Eastern European veteran came to region in 1995, now with PWC
With 17 years of experience working in Central and Eastern Europe, Rob Shantz is no stranger to the region.
After working at corporate law firms in the United States, Shantz came to the Poland office of Pricewaterhousecoopers (the predecessor of PWC) in 1996, after a year in the U.S. Peace Corps, also in Poland.
Three years later, he moved to Bucharest with KPMG, another Big Four auditing firm, before switching to Ukraine in 2001. He became tax and legal partner at PWC in 2011, the same position he held in KPMG since 2004.
The previous experience in the region made the move to Ukraine quite comfortable, but Kyiv still managed to surprise him in at least one respect:
“[It’s the city with] the biggest number of non-japanese places serving sushi,” Shantz laughed.
A native of Michigan, where he grad- uated from law school, Shantz said the transition from U.S. precedent-based law to East Europe’s obscure and everchanging systems wasn’t too hard.
Moreover, it’s precisely the challenges and instability that makes working in Ukraine so interesting, Shantz highlighted.
“Fun is doing hard things well,” he said.
In some cases the complexity of Ukraine’s laws can even be boon for business, the lawyer conceded, as clients need more legal advice to cope with the trying environment.

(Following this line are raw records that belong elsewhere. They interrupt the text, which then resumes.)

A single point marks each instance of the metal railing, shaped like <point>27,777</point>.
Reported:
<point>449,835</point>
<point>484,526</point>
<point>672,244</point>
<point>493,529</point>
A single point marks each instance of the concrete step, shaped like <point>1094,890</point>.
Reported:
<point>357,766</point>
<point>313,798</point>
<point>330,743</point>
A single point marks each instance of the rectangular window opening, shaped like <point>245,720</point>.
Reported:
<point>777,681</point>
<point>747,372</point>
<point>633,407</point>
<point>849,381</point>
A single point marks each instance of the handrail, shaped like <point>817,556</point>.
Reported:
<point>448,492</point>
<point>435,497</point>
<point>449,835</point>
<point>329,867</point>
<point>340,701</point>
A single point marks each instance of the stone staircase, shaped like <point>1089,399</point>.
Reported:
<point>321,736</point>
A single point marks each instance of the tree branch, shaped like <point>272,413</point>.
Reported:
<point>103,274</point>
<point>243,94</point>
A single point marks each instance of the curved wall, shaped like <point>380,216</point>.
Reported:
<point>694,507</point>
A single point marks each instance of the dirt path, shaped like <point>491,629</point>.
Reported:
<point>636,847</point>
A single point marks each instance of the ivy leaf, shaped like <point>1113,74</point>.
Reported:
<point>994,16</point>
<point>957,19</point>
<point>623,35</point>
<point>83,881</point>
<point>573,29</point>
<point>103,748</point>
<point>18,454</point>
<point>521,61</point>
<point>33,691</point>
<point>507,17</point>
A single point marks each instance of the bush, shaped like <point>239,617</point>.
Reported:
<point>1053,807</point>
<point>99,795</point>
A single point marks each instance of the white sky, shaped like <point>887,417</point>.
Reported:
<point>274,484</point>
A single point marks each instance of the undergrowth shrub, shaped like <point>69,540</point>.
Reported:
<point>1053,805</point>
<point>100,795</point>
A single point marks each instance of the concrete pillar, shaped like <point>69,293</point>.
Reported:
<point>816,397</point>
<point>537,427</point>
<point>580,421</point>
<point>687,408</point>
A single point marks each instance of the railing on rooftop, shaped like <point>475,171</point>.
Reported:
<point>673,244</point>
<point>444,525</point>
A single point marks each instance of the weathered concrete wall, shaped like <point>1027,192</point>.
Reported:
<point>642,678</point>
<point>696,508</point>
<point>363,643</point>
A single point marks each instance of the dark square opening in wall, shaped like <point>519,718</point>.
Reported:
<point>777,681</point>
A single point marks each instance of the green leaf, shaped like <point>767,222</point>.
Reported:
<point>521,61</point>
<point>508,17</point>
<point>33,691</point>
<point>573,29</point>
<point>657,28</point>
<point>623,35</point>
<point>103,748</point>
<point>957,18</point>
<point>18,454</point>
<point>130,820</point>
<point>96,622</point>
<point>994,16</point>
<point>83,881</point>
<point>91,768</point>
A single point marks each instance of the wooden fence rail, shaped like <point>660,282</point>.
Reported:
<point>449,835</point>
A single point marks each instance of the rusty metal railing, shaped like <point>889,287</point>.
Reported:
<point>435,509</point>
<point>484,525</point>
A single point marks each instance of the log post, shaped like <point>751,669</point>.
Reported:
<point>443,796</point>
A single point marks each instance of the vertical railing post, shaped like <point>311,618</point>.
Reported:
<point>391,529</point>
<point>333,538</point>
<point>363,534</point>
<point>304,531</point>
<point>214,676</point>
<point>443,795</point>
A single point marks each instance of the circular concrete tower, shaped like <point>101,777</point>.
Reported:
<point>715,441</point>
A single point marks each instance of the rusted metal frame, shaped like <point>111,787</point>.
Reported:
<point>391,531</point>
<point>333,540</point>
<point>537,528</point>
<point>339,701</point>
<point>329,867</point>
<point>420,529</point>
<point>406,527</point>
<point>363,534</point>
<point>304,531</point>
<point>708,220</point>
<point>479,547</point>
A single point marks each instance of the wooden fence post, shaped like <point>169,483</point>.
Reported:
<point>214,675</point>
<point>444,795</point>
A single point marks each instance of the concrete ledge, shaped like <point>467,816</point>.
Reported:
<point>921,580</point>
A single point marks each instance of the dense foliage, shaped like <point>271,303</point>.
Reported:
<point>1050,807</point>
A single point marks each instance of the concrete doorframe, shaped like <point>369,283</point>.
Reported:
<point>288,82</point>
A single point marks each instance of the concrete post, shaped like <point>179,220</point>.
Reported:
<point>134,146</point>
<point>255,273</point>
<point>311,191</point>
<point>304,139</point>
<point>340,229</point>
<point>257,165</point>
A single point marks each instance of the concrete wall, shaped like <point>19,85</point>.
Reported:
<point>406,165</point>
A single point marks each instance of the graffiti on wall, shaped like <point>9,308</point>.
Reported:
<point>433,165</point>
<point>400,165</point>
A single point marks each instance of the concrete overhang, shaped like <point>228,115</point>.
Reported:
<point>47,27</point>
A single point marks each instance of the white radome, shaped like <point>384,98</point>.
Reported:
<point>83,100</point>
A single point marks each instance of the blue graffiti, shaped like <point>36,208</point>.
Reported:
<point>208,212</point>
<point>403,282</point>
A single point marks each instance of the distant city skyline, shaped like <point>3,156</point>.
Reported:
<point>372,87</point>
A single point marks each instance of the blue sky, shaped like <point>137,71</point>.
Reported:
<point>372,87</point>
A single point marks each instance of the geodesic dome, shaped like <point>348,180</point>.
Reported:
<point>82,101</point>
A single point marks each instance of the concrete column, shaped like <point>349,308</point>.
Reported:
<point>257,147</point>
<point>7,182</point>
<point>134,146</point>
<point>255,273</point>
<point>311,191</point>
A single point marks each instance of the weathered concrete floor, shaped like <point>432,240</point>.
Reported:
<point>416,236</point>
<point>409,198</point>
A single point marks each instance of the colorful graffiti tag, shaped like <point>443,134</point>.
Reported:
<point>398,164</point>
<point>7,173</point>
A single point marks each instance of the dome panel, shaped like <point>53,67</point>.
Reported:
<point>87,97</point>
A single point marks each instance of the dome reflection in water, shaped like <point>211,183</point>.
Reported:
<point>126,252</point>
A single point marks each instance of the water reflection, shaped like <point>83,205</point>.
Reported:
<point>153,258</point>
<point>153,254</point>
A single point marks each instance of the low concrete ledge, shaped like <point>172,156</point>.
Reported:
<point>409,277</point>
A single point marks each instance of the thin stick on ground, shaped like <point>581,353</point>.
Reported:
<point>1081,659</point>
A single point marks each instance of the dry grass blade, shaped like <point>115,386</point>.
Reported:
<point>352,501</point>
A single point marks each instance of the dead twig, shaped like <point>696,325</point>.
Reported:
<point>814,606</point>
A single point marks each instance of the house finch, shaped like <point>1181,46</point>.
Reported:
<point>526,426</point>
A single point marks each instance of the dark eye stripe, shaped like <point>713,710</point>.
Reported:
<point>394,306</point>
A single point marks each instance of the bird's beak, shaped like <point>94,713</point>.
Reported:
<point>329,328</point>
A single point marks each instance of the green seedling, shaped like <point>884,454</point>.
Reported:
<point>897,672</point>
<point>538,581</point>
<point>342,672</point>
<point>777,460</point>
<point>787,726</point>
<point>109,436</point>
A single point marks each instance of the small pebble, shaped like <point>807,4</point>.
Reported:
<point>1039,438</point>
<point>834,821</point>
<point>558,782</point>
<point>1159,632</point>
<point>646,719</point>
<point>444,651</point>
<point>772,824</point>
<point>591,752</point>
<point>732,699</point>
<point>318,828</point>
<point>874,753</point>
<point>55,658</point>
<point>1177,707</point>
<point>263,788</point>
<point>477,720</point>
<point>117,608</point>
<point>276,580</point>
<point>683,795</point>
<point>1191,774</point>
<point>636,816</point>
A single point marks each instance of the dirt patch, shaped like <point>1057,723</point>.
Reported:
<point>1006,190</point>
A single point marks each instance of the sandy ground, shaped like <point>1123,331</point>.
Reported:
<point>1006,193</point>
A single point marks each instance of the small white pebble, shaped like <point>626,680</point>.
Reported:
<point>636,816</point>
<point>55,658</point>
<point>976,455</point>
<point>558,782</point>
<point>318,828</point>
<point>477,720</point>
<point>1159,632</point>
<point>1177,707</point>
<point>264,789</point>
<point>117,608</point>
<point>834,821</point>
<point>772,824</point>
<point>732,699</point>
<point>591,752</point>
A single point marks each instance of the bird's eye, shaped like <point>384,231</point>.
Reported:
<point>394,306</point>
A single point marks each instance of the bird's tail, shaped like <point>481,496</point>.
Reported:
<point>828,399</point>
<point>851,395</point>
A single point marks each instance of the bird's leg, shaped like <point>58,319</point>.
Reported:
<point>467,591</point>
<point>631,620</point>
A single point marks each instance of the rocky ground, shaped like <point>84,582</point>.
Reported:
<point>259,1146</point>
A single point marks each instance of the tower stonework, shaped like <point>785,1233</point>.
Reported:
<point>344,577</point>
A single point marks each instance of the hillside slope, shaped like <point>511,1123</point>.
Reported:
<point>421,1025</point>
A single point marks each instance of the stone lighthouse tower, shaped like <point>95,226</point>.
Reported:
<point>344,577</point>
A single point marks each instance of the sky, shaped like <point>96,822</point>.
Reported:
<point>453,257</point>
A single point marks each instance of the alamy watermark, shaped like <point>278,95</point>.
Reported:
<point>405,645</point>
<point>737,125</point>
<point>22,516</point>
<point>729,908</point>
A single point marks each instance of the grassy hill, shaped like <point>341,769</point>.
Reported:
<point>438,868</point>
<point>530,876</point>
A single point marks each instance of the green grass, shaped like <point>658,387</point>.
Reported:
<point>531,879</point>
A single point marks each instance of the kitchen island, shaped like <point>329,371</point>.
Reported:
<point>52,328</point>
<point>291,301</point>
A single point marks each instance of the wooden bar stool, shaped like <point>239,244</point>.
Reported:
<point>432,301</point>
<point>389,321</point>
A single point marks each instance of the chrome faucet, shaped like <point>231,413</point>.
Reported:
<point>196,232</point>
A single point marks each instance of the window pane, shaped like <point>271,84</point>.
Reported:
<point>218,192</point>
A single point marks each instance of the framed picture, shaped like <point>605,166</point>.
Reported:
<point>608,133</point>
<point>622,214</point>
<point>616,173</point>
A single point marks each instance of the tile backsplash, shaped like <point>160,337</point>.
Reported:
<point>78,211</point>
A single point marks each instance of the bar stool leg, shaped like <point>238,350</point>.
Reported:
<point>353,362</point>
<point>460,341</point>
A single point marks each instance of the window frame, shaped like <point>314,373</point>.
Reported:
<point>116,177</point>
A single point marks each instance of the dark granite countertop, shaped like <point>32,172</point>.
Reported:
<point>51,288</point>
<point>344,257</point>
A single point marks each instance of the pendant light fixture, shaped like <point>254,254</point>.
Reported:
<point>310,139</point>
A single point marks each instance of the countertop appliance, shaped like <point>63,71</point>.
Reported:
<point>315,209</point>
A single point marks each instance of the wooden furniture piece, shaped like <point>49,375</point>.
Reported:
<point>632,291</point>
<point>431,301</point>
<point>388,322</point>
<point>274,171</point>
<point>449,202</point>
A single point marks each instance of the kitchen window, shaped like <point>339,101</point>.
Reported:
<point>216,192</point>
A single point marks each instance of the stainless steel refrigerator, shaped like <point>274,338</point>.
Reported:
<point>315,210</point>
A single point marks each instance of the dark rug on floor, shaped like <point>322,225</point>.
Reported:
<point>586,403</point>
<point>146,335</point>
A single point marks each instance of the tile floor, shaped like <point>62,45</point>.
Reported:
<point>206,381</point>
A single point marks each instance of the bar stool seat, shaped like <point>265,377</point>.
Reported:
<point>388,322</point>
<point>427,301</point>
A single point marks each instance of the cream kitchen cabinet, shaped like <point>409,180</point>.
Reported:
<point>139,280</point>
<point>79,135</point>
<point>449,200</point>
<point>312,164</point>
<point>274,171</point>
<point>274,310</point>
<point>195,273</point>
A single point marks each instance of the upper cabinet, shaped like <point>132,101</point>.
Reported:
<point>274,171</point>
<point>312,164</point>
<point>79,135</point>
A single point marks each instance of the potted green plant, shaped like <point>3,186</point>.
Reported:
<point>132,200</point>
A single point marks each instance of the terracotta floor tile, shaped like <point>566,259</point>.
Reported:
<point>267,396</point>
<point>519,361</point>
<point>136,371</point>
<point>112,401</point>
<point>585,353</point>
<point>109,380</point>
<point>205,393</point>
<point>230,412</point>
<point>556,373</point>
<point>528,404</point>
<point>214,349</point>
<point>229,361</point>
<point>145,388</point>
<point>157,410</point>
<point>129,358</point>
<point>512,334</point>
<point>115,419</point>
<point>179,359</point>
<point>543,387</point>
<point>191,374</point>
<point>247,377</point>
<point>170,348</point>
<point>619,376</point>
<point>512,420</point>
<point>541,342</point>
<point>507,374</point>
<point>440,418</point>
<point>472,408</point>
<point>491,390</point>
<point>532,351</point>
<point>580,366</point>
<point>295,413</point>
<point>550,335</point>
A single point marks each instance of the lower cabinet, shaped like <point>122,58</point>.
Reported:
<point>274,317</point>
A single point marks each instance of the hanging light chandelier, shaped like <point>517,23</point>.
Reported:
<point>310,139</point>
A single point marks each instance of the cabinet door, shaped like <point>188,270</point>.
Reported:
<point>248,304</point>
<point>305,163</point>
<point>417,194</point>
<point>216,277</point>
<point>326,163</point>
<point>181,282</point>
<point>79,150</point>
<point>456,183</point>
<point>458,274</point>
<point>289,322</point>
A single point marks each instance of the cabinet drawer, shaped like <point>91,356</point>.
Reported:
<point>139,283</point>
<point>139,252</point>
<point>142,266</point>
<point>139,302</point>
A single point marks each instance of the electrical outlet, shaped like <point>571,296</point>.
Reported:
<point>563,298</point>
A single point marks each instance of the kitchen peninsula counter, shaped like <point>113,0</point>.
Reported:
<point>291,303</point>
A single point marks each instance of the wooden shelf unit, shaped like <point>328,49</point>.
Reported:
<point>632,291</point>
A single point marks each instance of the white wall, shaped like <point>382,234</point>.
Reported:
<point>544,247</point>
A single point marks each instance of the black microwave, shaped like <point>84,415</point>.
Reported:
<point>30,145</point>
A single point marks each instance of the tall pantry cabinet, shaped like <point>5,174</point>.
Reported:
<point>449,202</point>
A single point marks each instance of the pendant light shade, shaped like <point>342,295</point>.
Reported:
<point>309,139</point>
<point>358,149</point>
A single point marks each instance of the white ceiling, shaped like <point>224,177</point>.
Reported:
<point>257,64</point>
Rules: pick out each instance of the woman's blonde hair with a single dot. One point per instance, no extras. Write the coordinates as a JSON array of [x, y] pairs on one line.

In the long run, however, clear rules and a proper supervisory system are better because they attract more business, he said.
“The secret to an attractive business environment is pretty simple: having clear and reasonable rules, a fair and impartial system of regulators and the judiciary to help monitor compliance and settle disputes,” the lawyer advised.
Meanwhile, PWC is expanding in Ukraine. Building upon its network of offices in Kyiv, Lviv and Donetsk, the firm opened a further office in Dnipropetrovsk, seeking to benefit from the city’s growing role as a regional business hub.
For Shantz, however, the key to a successful growth strategy is in the people.
“For a business like ours, a professional services firm, a big part of our success is having very good people,” he said. Thus, in order to ensure continued growth PWC has to keep striving to attract such workers and support their development.
There is no lack of work, with the bulk of it focusing on tax litigation, anti-monopoly work, mergers and acquisitions, and a lot of corporate restructuring. The latter is picking up at the moment, Shantz said, and notably aims to optimize a company’s structure ahead of a sale, merger, or initial public offering.
Despite the frostiness of his home state, Shantz said weather is the biggest downside to working in Kyiv. Paralyzing traffic jams have also become a headache. One solution is the occasional trip to Siesta Key, a barrier island off Florida in the Gulf of Mexico, where Shantz’s U.S. home is located.
But the lawyer isn’t moving back to the tropics any time soon. Asked when he plans to leave Ukraine, Shantz said it’s a difficult question.
“In 2001 I planned to stay until 2003. But its 2012 and I’m still here,” he laughed.